Mas o filme de Hazanavicius evocando o famoso Sunset Boulevard de Billy Wilder, se baseia num achado, da mesma ordem que o de Woody Allen em Deconstructing Harry quando ele inventa um ator que se torna incerto por natureza, ou ainda em Hollywood Endingum metteur en scène que perde provisoriamente a vista, no momento da filmagem tanto esperada do seu filme. Em The Artist, o mudo não é, com efeito, somente um traço da idade de ouro do cinema, mas a metáfora da escolha subjectiva do herói, da sua angústia e do seu sintoma, ele que se fechou num mundo sem fala, o mundo do reflexo de sua própria imagem que propiciando-lhe uma satisfação narcísica, desde que outros venham associar-se à esta contemplação. Mas o público quer, doravante, atores cuja voz seja escutada, e as mulheres também na vida verdadeira querem homens que lhes falem… Georges Valentin, murado no mundo silencioso da sua própria imagem, é abandonado pela sua mulher que não consegue arrancar-lhe uma só palavra que seja, e perde seu encontro com a picante Peppy Miller, tornada uma estrela do cinema falado. O silêncio não é então apenas o do cinema mas o de um sujeito que não quer cruzar o muro da linguagem para tomar a fala e arriscar uma resposta do outro que poderia fazer-lhe descobrir o quê ele não sabia sobre si mesmo…

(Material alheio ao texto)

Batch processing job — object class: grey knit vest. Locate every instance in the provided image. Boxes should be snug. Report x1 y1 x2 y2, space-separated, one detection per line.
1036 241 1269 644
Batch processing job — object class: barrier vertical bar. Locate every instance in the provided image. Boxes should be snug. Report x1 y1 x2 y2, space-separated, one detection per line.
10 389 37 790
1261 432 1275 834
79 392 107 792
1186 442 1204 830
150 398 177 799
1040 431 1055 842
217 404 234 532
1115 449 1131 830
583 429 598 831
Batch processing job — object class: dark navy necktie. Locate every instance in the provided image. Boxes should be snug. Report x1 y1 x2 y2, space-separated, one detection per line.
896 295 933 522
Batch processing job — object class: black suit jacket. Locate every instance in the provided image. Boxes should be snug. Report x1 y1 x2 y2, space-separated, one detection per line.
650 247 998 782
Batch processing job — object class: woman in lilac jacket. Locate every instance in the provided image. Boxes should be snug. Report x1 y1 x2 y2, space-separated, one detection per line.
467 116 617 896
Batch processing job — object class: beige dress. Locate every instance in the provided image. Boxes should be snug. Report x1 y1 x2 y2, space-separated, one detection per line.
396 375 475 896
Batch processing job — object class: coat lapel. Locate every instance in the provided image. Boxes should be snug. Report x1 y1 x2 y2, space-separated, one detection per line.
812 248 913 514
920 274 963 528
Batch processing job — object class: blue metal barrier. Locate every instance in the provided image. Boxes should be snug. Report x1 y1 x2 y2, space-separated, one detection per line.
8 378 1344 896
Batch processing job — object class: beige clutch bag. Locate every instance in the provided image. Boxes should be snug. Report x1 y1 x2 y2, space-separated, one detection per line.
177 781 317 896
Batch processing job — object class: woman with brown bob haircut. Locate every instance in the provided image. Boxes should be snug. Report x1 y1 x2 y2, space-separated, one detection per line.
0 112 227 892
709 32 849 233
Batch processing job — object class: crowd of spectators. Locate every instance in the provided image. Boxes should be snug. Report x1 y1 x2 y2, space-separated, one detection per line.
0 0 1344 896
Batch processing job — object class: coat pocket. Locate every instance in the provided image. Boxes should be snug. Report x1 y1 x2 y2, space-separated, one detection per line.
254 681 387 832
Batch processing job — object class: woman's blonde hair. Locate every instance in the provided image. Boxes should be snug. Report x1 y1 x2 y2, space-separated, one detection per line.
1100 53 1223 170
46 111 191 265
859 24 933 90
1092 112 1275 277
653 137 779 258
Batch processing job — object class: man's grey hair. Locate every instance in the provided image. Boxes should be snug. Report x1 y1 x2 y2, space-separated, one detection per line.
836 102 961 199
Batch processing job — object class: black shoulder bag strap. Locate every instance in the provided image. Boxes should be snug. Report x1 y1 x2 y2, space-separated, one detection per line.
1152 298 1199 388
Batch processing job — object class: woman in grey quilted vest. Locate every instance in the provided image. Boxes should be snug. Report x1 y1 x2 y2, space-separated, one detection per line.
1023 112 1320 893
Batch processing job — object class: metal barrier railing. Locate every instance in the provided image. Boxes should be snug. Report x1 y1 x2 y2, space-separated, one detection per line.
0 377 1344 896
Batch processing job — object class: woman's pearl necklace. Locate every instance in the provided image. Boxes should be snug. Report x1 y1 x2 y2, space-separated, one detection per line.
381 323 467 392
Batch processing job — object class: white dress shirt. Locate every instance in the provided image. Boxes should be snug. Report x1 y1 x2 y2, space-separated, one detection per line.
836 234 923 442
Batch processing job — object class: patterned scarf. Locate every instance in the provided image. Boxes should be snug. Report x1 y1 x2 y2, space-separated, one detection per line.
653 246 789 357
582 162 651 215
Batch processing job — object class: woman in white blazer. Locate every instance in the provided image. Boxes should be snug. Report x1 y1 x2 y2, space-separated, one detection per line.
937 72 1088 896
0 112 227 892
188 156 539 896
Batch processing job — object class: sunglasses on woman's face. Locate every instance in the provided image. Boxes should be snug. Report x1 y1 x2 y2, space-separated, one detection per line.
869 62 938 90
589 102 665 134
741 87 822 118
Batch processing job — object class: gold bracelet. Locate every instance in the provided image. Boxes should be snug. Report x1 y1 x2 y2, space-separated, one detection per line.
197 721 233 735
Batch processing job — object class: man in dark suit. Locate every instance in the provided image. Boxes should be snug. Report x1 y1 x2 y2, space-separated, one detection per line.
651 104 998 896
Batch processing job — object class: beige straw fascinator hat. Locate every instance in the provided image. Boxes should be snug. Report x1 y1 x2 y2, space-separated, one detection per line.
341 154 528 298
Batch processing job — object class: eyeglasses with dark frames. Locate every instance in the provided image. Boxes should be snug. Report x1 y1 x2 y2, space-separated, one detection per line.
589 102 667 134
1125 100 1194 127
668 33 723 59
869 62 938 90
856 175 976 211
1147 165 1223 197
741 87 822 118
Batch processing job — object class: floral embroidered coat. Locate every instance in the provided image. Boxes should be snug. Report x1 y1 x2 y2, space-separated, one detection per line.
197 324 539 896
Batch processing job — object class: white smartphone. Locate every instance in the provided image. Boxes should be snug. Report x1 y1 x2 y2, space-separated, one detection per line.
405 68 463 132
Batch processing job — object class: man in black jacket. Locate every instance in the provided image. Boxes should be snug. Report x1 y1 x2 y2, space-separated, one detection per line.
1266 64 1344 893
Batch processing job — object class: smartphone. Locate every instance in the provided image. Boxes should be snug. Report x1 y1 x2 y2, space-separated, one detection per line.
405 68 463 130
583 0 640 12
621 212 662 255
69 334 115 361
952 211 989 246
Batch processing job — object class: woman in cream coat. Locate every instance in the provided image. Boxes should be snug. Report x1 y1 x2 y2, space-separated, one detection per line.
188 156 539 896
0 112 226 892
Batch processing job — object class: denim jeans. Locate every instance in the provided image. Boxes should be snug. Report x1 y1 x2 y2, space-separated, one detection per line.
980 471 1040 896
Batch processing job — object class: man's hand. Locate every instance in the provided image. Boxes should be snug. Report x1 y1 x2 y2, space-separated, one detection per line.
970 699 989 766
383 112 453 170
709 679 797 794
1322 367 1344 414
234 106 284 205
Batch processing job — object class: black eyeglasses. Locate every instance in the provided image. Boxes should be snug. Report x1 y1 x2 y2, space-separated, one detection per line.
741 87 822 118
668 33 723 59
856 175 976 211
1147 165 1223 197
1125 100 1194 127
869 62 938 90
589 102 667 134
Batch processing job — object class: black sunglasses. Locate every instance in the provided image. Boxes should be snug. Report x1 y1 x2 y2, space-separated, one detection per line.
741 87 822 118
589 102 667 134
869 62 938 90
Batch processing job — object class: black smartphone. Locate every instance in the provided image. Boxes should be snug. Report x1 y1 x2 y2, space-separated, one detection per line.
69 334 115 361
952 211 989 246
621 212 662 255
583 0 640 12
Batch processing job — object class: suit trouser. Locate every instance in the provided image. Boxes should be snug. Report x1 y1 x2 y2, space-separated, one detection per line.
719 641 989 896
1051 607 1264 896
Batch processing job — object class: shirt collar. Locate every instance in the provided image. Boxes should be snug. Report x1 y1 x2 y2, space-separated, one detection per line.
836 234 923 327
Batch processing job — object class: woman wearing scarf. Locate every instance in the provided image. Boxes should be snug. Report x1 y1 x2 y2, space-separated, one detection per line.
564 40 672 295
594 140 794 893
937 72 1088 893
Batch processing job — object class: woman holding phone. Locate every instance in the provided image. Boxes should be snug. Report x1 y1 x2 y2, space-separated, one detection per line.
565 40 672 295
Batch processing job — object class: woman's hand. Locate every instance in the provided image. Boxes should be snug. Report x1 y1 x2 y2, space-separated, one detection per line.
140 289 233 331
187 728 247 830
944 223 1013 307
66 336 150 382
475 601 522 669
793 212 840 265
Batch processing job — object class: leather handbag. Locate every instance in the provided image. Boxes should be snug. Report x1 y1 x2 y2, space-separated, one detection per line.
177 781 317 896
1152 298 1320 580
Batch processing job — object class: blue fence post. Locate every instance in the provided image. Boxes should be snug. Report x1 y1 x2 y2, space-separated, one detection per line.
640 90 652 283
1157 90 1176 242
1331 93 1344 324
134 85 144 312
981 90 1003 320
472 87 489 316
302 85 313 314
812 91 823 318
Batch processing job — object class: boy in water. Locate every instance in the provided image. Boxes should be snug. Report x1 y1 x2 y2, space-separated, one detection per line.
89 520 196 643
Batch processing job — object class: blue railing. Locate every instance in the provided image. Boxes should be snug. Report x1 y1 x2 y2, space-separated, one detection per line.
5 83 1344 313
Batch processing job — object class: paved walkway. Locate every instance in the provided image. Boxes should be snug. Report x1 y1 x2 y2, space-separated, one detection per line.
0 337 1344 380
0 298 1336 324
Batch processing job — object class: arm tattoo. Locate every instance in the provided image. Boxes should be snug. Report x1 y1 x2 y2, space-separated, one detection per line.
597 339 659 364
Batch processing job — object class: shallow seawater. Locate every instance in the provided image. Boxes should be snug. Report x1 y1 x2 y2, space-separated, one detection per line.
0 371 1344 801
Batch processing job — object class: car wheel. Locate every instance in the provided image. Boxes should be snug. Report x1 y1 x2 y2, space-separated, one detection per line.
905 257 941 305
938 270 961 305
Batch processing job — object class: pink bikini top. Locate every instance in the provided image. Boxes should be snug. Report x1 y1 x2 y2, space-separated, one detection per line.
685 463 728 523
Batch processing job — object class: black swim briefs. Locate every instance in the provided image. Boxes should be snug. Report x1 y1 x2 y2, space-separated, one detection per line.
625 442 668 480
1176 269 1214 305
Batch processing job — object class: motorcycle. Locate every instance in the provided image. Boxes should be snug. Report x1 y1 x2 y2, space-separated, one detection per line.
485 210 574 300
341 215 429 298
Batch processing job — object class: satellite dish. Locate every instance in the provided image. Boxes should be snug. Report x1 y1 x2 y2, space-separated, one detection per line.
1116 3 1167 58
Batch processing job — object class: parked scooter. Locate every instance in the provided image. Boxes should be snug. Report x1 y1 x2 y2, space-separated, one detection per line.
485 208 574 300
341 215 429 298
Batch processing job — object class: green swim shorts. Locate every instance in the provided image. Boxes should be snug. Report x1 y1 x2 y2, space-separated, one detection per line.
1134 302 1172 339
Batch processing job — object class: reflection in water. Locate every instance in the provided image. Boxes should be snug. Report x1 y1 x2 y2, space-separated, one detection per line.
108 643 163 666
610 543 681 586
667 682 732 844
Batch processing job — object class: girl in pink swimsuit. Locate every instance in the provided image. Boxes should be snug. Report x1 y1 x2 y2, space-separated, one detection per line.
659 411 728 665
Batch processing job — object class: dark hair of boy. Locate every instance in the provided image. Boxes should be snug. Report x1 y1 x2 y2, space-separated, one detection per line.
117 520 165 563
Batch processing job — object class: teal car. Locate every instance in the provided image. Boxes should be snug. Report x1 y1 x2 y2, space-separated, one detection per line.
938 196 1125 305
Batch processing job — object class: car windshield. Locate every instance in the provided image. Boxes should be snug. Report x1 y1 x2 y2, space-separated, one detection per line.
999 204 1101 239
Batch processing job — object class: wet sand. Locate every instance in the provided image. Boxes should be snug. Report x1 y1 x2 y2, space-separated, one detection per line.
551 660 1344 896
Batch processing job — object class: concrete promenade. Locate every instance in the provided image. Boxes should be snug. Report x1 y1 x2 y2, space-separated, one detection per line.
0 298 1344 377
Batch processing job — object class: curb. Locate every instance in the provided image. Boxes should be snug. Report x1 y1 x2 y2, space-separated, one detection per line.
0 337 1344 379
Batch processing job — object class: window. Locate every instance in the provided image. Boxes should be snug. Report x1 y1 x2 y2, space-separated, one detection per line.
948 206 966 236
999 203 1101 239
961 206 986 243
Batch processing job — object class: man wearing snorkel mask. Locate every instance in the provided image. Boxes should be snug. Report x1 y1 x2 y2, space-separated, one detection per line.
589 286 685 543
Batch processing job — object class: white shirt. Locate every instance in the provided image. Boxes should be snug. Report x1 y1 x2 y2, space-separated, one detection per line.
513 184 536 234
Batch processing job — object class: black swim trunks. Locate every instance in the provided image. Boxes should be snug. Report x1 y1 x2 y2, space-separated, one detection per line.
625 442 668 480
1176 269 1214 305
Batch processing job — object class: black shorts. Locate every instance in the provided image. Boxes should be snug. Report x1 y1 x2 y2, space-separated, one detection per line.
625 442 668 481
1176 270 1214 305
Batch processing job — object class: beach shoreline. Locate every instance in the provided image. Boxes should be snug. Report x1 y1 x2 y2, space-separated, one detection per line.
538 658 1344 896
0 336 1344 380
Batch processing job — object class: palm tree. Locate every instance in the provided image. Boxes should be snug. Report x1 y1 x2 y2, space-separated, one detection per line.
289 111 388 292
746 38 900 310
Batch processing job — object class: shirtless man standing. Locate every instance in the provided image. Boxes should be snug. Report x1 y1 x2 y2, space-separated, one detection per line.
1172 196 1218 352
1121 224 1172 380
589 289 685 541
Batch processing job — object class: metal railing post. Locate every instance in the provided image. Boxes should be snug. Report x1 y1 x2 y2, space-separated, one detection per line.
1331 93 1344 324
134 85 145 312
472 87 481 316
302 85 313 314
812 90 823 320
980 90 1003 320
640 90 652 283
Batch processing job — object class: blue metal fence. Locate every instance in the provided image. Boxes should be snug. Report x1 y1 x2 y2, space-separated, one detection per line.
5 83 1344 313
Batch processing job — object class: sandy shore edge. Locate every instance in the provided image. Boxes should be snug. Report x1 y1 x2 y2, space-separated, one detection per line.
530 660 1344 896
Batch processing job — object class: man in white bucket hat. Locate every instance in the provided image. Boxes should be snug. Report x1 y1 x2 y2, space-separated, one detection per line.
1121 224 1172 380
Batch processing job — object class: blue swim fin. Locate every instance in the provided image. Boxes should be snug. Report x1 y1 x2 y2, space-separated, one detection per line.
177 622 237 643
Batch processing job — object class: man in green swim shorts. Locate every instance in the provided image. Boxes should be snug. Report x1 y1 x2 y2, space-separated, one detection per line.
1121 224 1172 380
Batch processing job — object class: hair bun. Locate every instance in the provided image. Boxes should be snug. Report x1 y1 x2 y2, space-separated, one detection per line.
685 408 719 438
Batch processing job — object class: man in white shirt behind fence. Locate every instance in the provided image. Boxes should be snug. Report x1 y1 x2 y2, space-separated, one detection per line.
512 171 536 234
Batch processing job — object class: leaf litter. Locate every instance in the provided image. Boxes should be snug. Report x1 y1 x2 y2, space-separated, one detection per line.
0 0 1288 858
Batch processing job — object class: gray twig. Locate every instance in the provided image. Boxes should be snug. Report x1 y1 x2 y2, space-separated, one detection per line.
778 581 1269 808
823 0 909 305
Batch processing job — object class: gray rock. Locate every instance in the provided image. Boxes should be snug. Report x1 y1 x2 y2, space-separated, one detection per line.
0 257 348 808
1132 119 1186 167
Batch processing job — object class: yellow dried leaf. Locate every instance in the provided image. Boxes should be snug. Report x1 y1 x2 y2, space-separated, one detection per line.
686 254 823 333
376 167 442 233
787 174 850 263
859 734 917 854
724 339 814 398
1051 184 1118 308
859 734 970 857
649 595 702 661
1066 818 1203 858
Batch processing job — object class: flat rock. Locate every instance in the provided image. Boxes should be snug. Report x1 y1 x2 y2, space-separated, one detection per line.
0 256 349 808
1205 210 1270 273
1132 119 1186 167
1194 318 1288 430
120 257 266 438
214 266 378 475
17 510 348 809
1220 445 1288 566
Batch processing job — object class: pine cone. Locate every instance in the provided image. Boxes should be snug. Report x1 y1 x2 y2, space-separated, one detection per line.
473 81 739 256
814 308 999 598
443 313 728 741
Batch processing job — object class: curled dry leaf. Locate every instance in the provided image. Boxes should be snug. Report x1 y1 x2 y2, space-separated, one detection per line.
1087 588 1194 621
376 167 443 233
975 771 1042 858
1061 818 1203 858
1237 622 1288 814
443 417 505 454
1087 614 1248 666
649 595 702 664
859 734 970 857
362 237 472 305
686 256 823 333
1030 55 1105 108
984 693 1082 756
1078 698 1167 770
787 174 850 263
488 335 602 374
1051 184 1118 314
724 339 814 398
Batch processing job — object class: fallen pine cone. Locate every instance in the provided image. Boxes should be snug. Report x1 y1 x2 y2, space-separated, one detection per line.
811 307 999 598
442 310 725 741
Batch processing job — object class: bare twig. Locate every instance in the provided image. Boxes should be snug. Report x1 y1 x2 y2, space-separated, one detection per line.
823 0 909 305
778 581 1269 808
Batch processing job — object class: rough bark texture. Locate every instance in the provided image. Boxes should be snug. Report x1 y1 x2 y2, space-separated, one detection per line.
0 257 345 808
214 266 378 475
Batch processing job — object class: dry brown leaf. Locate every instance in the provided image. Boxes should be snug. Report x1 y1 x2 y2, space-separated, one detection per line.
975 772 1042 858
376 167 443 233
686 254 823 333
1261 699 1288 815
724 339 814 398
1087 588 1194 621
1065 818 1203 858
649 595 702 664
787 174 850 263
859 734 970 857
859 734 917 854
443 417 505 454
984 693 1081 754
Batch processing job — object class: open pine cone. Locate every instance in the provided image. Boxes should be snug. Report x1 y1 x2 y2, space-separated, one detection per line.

Sim, há algo de uma referência à psicanálise na história de Georges Valentin. Enquanto Freud, no início do século, descobre que os sintomas histéricos podem desaparecer quando se deixa as pacientes falarem de seu traumatismo, Georges Valentin descobre que, recusando o falante no cinema e o falado na vida, ele recusa também o amor e se apaga na obscuridade do seu próprio ego. Se Peppy Miller, interpretado pela bela e fina Bérénice Béjo, chega então a tirar Valentin do seu desespero, é graças à centelha do amor, que permite a ela também sair da rivalidade com as estrelas de outrora para ultrapassar o “É ele ou eu”, que lhe escapa num lapso diante de seumetteur en scène (excelente John Goodman), e chegar a um “É ele e eu” que significa o seu desejo de fazer casal na tela e na vida com Valentin… The Artist nos mostra, assim, o valor da fala para além do estádio do espelho, valor que um filme mudo revela melhor que numerosos filmes tagarelas e hipertecnicizados que procuram, de acordo com os imperativos da época, reduzir a fala a um instrumento de comunicação desencarnado.